Sunday, October 26, 2008

Home Movie Day


This year was the 3rd Home Movie Day in Urbana-Champaign, Illinois.  Having been a part of the U-C community for the past 3 years, I have volunteered or participated in Home Movie Day in the past. 

Home Movie Day is an opportunity for the general public to view their 16mm, 8mm and Super8 film as well as a time when they can get advice on how to safeguard these valuable pieces of history.  Film preservation experts and archivists are on hand to inspect the films and offer suggestions for care so that these personal memories will be viewable for a very long time.  They also offer information about locations to transfer the film to digital or video copies.  Patrons have opportunities to donate their films to community archives - enriching the ephemera collection and helping to create a database of image and information about what "life was like".
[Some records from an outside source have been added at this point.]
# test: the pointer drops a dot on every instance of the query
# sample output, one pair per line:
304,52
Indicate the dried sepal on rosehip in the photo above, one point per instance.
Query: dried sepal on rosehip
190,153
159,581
Every year, it is a joy to watch other people's birthdays and Christmas celebrations from the past 100 years.   I've often found myself crying over other people's memories.  I once saw an elderly couple crying and holding each other as their movies played.  It was truly special for them to view their memories again and I felt honored to be allowed to be witness to that part of their history as well.

This year marked the first time that a Kids event was held in conjunction with Home Movie Day in U-C.  The organizers of Home Movie Day in U-C invited me to teach children how to draw directly onto 16mm clear film stock and to help the children create their own animations.  It was so much fun helping the kids to understand the way that multiple single images become apparent motion when they are projected. 

Every hour, we projected the animations that had been completed so far.  The children loved watching their work projected and applauded themselves and one another at the end of each reel.  The finished reel of all of the children's animations was donated to the Champaign County Archives.